International Journal of Population Data Science (Sep 2024)
The Challenges and Strategies for Cleaning the Routinely Collected Data for Total Knee Replacements (TKR) and Total Hip Replacements (THR) in the Kingdom of Fife
Abstract
Knee and hip replacement surgeries have revolutionised orthopaedic medicine by providing individuals with surgeries resulting in pain relief, improved mobility and a better quality of life. NHS Fife has been collecting routine data since 1998 on patient demographics, type of surgery, recovery time, follow-ups, revision, and outcomes, including complications. This work reports the challenges and strategies to clean the collected data.
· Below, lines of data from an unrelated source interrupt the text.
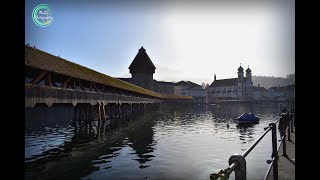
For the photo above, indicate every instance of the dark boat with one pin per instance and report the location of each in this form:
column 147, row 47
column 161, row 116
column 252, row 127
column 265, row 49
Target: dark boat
column 247, row 118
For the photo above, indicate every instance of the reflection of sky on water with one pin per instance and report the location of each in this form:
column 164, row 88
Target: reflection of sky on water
column 173, row 143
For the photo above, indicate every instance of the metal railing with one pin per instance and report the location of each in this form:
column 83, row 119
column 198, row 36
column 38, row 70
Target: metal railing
column 237, row 163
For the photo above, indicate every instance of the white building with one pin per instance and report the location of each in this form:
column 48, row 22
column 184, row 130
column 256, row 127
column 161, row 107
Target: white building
column 240, row 88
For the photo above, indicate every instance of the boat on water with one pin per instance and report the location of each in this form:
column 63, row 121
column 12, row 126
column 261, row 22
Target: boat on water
column 247, row 118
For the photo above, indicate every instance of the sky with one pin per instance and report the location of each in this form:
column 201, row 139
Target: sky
column 186, row 40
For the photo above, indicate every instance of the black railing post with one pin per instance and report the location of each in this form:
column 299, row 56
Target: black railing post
column 289, row 132
column 274, row 151
column 291, row 121
column 240, row 171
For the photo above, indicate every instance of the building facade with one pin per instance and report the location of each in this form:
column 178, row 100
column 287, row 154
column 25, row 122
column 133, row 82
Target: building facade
column 240, row 88
column 142, row 70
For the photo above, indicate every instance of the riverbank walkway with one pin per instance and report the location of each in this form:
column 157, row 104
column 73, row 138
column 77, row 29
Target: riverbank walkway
column 286, row 165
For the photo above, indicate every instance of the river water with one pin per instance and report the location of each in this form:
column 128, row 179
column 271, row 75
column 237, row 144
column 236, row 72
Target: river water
column 170, row 143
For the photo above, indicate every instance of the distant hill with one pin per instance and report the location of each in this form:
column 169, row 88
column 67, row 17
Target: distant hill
column 270, row 81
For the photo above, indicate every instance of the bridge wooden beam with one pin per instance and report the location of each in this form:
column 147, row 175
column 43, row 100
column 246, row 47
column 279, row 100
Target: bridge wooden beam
column 95, row 87
column 64, row 85
column 39, row 77
column 80, row 84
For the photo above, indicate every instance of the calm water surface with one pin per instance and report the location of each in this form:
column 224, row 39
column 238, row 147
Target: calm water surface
column 171, row 143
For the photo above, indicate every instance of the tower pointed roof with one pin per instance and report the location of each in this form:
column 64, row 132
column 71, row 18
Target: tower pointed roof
column 240, row 69
column 142, row 63
column 248, row 70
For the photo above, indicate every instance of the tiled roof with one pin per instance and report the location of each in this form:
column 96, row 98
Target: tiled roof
column 173, row 96
column 187, row 83
column 142, row 63
column 224, row 82
column 256, row 88
column 42, row 60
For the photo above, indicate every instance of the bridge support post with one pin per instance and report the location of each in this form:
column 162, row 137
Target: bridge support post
column 99, row 120
column 75, row 118
column 104, row 118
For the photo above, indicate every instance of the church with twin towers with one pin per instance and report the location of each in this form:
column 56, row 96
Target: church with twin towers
column 240, row 88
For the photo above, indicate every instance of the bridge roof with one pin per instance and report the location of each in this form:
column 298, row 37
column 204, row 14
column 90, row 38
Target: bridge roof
column 42, row 60
column 45, row 61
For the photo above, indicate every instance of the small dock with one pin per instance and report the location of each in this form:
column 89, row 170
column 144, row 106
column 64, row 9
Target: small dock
column 286, row 164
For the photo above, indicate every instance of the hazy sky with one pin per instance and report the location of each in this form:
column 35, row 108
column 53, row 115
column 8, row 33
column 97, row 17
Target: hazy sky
column 186, row 40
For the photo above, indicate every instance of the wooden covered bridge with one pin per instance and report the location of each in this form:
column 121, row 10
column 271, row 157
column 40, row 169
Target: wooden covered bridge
column 95, row 96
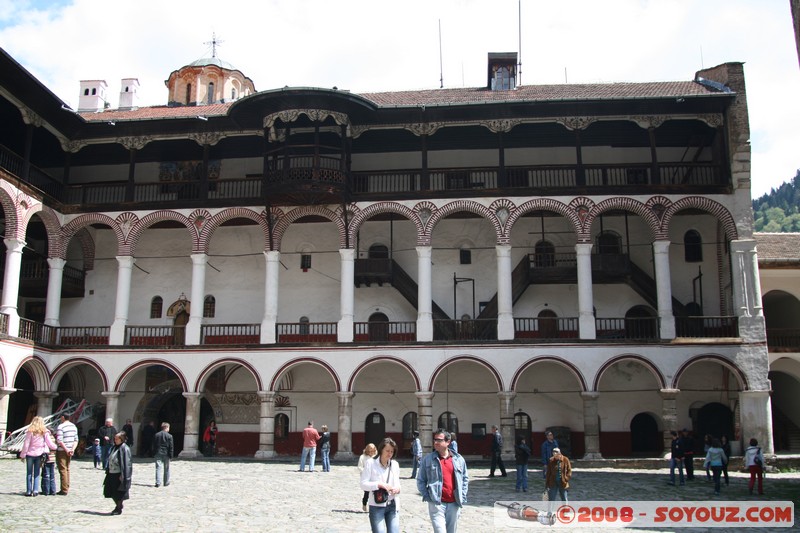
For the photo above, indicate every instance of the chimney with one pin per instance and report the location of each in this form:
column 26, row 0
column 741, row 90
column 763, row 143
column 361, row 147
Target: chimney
column 129, row 94
column 93, row 96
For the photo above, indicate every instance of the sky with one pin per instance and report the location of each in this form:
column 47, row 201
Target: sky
column 375, row 45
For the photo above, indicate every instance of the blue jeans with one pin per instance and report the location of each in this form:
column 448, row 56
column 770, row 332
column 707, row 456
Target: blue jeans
column 33, row 469
column 522, row 477
column 49, row 478
column 384, row 519
column 311, row 453
column 672, row 464
column 162, row 463
column 444, row 517
column 326, row 460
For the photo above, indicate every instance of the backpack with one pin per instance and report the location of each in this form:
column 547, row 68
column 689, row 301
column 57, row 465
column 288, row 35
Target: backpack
column 757, row 459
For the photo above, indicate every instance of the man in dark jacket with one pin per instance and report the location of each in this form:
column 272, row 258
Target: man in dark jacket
column 162, row 451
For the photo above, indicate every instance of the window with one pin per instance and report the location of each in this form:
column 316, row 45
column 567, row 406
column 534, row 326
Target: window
column 209, row 307
column 156, row 307
column 692, row 247
column 448, row 421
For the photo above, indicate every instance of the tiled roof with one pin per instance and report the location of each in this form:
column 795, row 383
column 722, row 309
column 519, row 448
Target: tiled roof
column 777, row 246
column 445, row 97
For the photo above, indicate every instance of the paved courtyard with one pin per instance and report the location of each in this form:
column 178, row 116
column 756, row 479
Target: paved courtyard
column 230, row 495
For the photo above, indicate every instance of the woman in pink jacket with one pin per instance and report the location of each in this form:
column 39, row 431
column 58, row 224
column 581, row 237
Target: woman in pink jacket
column 37, row 443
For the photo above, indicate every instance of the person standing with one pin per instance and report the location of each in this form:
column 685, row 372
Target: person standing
column 522, row 453
column 715, row 459
column 310, row 438
column 117, row 484
column 550, row 443
column 559, row 472
column 676, row 458
column 383, row 474
column 754, row 462
column 66, row 442
column 416, row 452
column 443, row 482
column 497, row 450
column 325, row 448
column 162, row 451
column 37, row 443
column 106, row 435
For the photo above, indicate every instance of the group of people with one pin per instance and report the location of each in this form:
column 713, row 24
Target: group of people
column 717, row 457
column 43, row 450
column 442, row 481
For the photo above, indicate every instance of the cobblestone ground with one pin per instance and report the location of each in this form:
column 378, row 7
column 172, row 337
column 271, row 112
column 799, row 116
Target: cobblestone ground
column 246, row 495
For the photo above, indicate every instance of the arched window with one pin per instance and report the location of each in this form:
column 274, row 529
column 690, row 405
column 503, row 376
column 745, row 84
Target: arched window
column 692, row 247
column 448, row 421
column 281, row 426
column 156, row 307
column 209, row 307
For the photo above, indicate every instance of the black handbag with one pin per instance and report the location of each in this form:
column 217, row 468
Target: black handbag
column 382, row 495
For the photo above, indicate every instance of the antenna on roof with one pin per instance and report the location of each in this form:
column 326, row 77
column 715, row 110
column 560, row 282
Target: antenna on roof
column 214, row 42
column 441, row 69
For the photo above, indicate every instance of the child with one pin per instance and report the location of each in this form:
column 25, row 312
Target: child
column 369, row 453
column 97, row 453
column 49, row 472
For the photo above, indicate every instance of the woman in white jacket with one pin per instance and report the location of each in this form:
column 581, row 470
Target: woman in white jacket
column 383, row 474
column 754, row 462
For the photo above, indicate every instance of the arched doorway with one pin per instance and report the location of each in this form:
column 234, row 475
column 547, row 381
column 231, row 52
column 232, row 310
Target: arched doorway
column 374, row 428
column 645, row 437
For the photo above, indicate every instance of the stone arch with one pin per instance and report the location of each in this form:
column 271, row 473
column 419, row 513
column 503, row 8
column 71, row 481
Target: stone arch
column 296, row 214
column 276, row 378
column 544, row 204
column 468, row 206
column 468, row 358
column 207, row 233
column 379, row 359
column 626, row 204
column 379, row 208
column 128, row 372
column 60, row 370
column 216, row 364
column 552, row 359
column 711, row 207
column 660, row 379
column 159, row 216
column 80, row 223
column 723, row 361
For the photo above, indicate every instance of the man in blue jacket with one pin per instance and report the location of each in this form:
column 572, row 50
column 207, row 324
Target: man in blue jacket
column 443, row 482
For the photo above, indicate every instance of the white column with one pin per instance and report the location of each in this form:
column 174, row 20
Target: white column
column 55, row 278
column 425, row 418
column 505, row 303
column 344, row 435
column 195, row 324
column 11, row 283
column 669, row 416
column 755, row 413
column 191, row 426
column 347, row 296
column 591, row 426
column 664, row 288
column 586, row 323
column 273, row 263
column 507, row 421
column 112, row 405
column 5, row 392
column 424, row 295
column 124, row 272
column 266, row 425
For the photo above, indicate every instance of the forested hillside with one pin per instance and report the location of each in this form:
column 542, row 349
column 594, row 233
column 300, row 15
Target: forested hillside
column 779, row 211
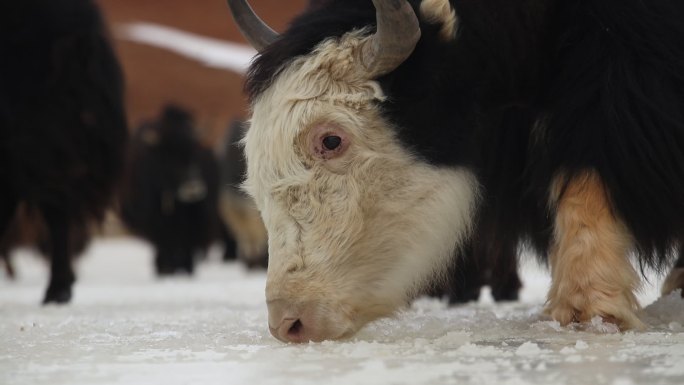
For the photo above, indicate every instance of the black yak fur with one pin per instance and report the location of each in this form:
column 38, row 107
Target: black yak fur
column 529, row 91
column 170, row 196
column 62, row 124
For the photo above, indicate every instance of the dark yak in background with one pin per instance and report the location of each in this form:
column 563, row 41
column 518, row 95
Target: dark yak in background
column 171, row 193
column 245, row 236
column 62, row 124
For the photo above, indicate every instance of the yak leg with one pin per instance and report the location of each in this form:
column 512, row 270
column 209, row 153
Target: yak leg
column 61, row 273
column 8, row 209
column 591, row 272
column 675, row 280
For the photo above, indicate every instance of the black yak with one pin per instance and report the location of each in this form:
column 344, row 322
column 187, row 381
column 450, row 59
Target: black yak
column 62, row 123
column 170, row 196
column 386, row 134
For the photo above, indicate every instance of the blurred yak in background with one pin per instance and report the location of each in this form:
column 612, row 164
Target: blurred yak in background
column 62, row 126
column 238, row 211
column 170, row 196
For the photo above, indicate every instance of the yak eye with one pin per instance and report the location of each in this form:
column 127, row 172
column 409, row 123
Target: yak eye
column 332, row 142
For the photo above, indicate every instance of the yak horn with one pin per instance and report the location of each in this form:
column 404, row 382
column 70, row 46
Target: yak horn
column 251, row 26
column 396, row 37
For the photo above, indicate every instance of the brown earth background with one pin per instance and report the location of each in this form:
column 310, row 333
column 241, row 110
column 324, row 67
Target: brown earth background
column 155, row 77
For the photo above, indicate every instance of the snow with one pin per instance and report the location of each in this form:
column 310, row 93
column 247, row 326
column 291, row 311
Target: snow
column 211, row 52
column 125, row 326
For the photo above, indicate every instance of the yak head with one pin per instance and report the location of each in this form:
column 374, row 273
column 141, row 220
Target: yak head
column 356, row 222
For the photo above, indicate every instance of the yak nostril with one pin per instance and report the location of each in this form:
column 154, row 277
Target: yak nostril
column 295, row 329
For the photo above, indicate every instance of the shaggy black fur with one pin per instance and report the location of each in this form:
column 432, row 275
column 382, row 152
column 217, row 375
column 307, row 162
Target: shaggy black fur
column 171, row 194
column 62, row 124
column 531, row 90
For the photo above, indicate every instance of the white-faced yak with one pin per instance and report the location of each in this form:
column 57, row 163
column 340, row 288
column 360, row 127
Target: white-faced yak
column 62, row 124
column 388, row 133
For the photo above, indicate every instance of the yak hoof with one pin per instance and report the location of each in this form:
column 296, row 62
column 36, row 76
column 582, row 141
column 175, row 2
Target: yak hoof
column 59, row 295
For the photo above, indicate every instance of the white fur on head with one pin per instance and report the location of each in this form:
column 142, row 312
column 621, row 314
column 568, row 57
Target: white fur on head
column 354, row 236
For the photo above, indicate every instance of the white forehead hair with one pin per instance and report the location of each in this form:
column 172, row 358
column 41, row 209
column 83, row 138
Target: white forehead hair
column 327, row 83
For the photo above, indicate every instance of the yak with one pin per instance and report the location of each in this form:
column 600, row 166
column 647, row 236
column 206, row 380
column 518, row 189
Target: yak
column 388, row 135
column 170, row 195
column 243, row 223
column 62, row 123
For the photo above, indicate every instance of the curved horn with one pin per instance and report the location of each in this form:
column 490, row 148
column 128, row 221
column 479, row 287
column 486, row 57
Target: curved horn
column 251, row 26
column 397, row 34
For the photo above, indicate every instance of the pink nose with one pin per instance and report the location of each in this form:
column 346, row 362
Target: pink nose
column 289, row 324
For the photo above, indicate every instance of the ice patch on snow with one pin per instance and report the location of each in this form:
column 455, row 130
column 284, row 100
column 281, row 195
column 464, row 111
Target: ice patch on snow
column 125, row 326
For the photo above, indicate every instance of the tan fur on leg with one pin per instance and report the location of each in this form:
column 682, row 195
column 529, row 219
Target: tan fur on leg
column 592, row 274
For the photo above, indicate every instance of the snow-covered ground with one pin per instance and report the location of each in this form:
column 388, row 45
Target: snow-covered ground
column 127, row 327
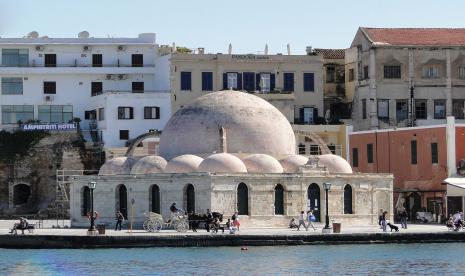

Data was available for 12,313 patients, totalising 14,524 THR and TKR surgeries performed in NHS Fife between 1998 and 2021. The original dataset consisted of 34 unique-structured files covering distinct periods and representing five categories: primary surgery, follow-up, infection, mortality, and revision. Data wrangling was done using the programming language R, transforming the raw data into a more functional form. The main elements of the data-cleaning procedure were combining variables representing the same information and converting void/corrupted/purposeless values into missing data, providing a standardisation for the collected information. Then, a rigorous data merging resulted in reshaping this complex collection of files into one single streamlined file for each of the five categories and type of surgery. Patients who had multiple surgeries were also cross-identifying, enabling the characterisation of the epidemiology of multiple lower limb joint replacements. The structured files can now be linked to studies across different datasets like social care, prescriptions, and primary care. It can also be used to develop future machine learning models to assess the risk of multiple primary and revision knee and hip replacements and their outcomes.